On October 1, the Free Application for Federal Student Aid (“FAFSA”) will be available. High school seniors and college students continuing into Academic Year 2020-21 will need to file a new form to be eligible for aid in the 2020-21 Academic Year. FASFA allows students to participate in federal student aid programs, including the Direct Student Loan Program, the Pell Grant Program, Work-Study, and other federal aid programs. Without filing, students will not be eligible for these programs.
Remember, the federal government and the colleges are dealing with students, not parents, in this process. Be sure that filings are done using the student’s information, including their social security number.
Here are the three web sites to help you better understand the FAFSA and the filing process:
Last year, the U.S. Department of Education also launched myStudentAid, a mobile App for the FAFSA.

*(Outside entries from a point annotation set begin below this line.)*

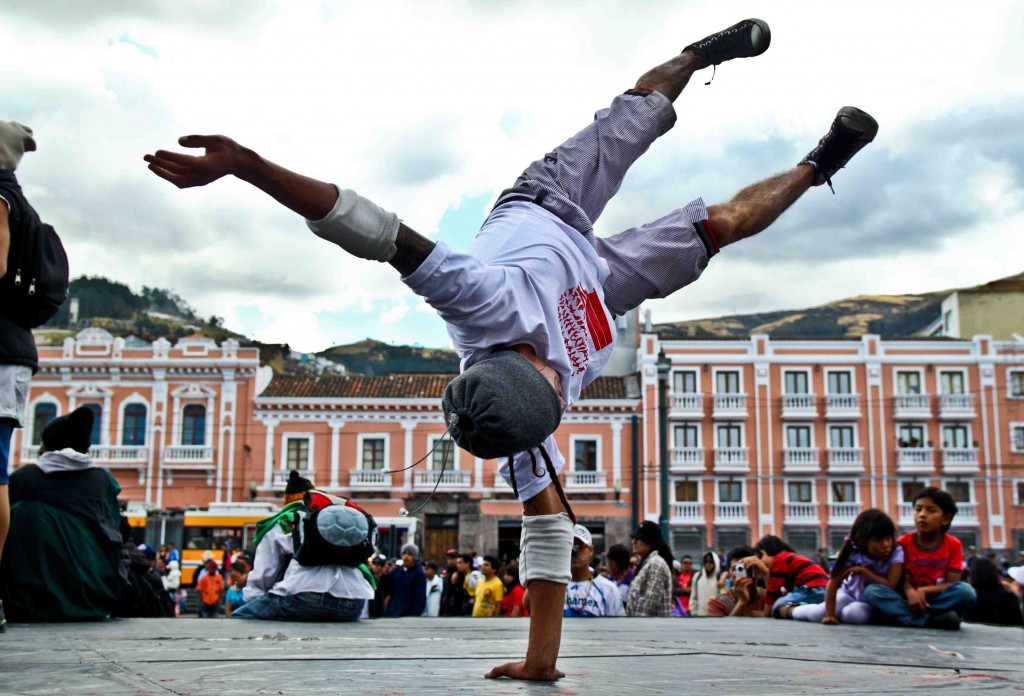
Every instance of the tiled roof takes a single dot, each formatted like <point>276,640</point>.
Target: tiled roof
<point>406,387</point>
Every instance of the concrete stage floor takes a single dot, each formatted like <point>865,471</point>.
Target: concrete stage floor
<point>419,656</point>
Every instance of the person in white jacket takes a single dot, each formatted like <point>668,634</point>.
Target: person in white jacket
<point>530,308</point>
<point>704,584</point>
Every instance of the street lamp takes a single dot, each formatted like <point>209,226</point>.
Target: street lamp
<point>664,366</point>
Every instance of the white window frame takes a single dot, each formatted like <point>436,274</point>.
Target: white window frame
<point>697,481</point>
<point>847,371</point>
<point>361,437</point>
<point>833,426</point>
<point>810,481</point>
<point>731,424</point>
<point>726,479</point>
<point>952,371</point>
<point>123,406</point>
<point>792,426</point>
<point>905,368</point>
<point>696,425</point>
<point>685,368</point>
<point>285,438</point>
<point>739,384</point>
<point>431,443</point>
<point>840,479</point>
<point>1013,444</point>
<point>810,379</point>
<point>592,438</point>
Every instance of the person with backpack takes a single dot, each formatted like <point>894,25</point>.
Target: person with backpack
<point>20,231</point>
<point>310,563</point>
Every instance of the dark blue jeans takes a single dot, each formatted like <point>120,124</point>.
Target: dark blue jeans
<point>958,597</point>
<point>308,606</point>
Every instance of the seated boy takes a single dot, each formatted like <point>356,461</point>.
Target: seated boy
<point>933,595</point>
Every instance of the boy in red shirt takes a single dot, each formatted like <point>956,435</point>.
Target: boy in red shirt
<point>933,595</point>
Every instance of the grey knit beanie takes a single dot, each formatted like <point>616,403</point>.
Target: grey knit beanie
<point>501,405</point>
<point>15,140</point>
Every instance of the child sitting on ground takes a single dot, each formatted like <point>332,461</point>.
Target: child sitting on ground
<point>933,596</point>
<point>869,556</point>
<point>802,579</point>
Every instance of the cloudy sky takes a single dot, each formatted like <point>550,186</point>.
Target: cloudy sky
<point>432,107</point>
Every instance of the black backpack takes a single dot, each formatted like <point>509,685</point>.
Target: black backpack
<point>315,546</point>
<point>37,278</point>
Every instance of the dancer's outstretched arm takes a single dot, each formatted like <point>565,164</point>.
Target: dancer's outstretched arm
<point>310,198</point>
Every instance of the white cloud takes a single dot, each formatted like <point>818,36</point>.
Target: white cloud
<point>406,102</point>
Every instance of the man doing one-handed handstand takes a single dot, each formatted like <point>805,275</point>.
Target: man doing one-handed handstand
<point>530,307</point>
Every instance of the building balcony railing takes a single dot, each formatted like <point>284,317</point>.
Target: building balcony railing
<point>686,461</point>
<point>451,479</point>
<point>799,405</point>
<point>279,477</point>
<point>370,479</point>
<point>187,453</point>
<point>956,406</point>
<point>802,513</point>
<point>843,513</point>
<point>913,405</point>
<point>730,513</point>
<point>801,461</point>
<point>731,460</point>
<point>960,461</point>
<point>578,480</point>
<point>730,405</point>
<point>687,513</point>
<point>914,461</point>
<point>843,405</point>
<point>846,460</point>
<point>683,404</point>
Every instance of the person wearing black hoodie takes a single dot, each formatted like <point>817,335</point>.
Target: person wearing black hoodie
<point>64,510</point>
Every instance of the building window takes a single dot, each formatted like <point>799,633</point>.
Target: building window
<point>684,382</point>
<point>194,425</point>
<point>133,432</point>
<point>727,382</point>
<point>843,491</point>
<point>951,383</point>
<point>841,437</point>
<point>955,436</point>
<point>800,491</point>
<point>586,455</point>
<point>687,491</point>
<point>686,435</point>
<point>907,383</point>
<point>840,383</point>
<point>1017,384</point>
<point>373,453</point>
<point>42,417</point>
<point>798,437</point>
<point>97,421</point>
<point>910,435</point>
<point>442,454</point>
<point>729,435</point>
<point>297,453</point>
<point>796,383</point>
<point>730,491</point>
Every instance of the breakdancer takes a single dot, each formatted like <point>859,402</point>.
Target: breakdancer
<point>530,307</point>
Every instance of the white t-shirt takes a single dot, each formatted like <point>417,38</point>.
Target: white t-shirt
<point>527,278</point>
<point>596,597</point>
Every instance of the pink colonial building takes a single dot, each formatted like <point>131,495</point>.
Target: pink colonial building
<point>797,437</point>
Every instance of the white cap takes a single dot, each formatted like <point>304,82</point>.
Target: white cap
<point>581,532</point>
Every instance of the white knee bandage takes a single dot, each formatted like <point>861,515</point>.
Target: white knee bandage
<point>359,226</point>
<point>546,548</point>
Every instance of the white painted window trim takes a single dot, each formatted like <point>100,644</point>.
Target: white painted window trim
<point>591,438</point>
<point>285,438</point>
<point>378,436</point>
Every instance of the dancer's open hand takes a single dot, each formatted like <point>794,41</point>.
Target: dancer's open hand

Family income is a key factor in determining eligibility for federal financial aid. The FAFSA form requires information from a family’s tax returns that were filed two years before the Academic Year for which a student is seeking federal financial aid. Students filing for financial aid for the next Academic Year (2020-21) must use tax information from the tax year 2018. To make this easier, the Department of Education now has a link to those tax forms via the IRS Data Retrieval Tool.
The FAFSA collects information about various aspects of a family’s situation including, but not limited to their income and number of students attending college to calculate the family’s Expected Family Contribution (“EFC”) using a formula established by law. Most undergraduates are dependent students for this purpose and are required to report their parent’s income in addition to their own. If parents are separated or divorced, the custodial parent must provide their income data for FAFSA filing purposes. Use this free EFC calculator to estimate your family’s Expected Family Contribution.

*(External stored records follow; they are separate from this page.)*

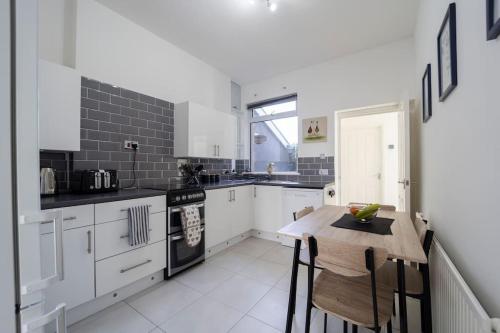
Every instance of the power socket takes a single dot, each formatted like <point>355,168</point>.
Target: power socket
<point>129,144</point>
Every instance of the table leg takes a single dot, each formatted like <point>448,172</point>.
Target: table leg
<point>403,315</point>
<point>293,287</point>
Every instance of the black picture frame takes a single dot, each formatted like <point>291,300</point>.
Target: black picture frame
<point>448,29</point>
<point>427,94</point>
<point>492,26</point>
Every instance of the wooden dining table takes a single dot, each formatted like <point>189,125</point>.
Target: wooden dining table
<point>403,245</point>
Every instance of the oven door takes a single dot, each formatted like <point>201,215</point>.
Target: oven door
<point>181,256</point>
<point>174,217</point>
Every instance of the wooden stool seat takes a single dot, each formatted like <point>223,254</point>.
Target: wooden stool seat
<point>387,274</point>
<point>350,298</point>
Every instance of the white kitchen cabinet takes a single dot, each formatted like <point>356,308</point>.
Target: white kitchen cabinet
<point>78,284</point>
<point>217,217</point>
<point>242,211</point>
<point>203,132</point>
<point>295,200</point>
<point>268,209</point>
<point>59,107</point>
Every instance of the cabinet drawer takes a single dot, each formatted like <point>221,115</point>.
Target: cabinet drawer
<point>78,216</point>
<point>121,270</point>
<point>113,211</point>
<point>110,237</point>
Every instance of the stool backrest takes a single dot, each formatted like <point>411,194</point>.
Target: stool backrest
<point>345,258</point>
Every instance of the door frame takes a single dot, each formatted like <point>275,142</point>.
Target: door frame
<point>351,113</point>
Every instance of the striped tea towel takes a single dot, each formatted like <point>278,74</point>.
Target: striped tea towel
<point>191,225</point>
<point>138,225</point>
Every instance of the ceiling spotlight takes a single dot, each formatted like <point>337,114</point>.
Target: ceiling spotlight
<point>272,6</point>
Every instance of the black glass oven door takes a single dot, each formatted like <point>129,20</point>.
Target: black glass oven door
<point>181,255</point>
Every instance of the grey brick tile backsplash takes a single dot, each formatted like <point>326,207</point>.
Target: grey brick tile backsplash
<point>110,115</point>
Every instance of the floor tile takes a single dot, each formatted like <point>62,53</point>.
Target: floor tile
<point>240,293</point>
<point>204,316</point>
<point>272,310</point>
<point>280,254</point>
<point>251,325</point>
<point>284,282</point>
<point>265,271</point>
<point>254,247</point>
<point>160,303</point>
<point>205,277</point>
<point>231,261</point>
<point>119,318</point>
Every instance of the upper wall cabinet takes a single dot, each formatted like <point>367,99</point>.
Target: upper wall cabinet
<point>203,132</point>
<point>59,107</point>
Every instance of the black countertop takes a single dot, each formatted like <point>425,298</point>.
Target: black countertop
<point>70,199</point>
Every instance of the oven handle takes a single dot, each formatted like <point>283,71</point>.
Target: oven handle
<point>182,236</point>
<point>176,210</point>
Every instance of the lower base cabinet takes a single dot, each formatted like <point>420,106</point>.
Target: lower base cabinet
<point>78,285</point>
<point>128,267</point>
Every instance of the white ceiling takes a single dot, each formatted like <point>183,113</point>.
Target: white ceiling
<point>250,43</point>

Once the FAFSA is filed, the student will receive a Student Aid Report (SAR), which will also be sent to colleges. The SAR will note the EFC. If the EFC seems high, be sure to double-check inputs to be sure that there aren’t any errors. If errors are uncovered, be sure to correct them immediately and let the college know of the error.

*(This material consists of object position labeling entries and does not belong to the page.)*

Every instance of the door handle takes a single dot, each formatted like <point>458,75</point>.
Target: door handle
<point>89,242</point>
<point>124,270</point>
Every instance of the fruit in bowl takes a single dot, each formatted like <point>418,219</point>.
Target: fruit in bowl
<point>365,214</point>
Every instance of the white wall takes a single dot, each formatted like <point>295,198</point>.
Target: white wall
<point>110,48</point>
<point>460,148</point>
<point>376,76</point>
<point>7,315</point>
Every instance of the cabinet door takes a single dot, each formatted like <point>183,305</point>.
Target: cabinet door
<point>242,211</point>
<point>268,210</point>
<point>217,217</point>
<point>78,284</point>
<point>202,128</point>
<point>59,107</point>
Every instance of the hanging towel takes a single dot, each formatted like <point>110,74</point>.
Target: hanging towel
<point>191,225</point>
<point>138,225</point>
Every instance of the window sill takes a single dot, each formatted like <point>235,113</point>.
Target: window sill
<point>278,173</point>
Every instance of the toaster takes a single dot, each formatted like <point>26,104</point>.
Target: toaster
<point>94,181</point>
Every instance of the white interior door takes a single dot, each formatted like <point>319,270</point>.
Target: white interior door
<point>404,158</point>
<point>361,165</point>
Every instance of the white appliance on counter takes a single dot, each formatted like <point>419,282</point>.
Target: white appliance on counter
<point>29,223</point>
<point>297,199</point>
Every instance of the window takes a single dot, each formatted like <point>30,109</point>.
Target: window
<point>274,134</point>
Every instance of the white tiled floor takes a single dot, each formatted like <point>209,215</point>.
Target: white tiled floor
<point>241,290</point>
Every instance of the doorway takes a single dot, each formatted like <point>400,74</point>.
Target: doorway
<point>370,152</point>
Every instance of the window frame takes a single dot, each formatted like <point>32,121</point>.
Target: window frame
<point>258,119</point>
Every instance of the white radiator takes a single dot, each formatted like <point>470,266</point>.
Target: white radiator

Based on the SAR, the federal government determines financial need and allocates grants to students with financial need. Colleges also use the SAR to award their own need-based grants and scholarships.
Some private colleges and universities also require students to file a second financial aid form known as the CSS/Profile. For a fee, the College Board administers this process for colleges and universities. Like the FAFSA, the CSS is available on October 1 and helps to determine a student’s eligibility for institutional financial need.
One final note: some colleges require the FAFSA and CSS Profile to be filed at about the same time that Early Decision or Early Action applications are due. Be sure you know the appropriate deadlines well in advance. Missing financial aid deadlines will likely result in a student not being considered for aid.